# $10,000 medication for my husband



## debbie in seattle (Dec 1, 2017)

Was looking at my husband's medical bills and came across his chemo bill.   One chemo drug costs $10,000!!!!  Asked his doc today about it and she went on her warpath (yea for her) about costs of drugs, drug companies and folks who can't afford it.   I think his entire chemo session is about $15,000 each time.   Shocking.


----------



## Camper6 (Dec 1, 2017)

Can't you sneak across the border and get the same medication in Canada?


----------



## Mrs.

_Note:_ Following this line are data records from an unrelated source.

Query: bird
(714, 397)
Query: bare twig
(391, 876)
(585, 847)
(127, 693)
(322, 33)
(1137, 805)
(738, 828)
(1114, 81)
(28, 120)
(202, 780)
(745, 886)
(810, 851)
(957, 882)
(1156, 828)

Robinson (Dec 1, 2017)

debbie in seattle said:


> Was looking at my husband's medical bills and came across his chemo bill.   One chemo drug costs $10,000!!!!  Asked his doc today about it and she went on her warpath (yea for her) about costs of drugs, drug companies and folks who can't afford it.   I think his entire chemo session is about $15,000 each time.   Shocking.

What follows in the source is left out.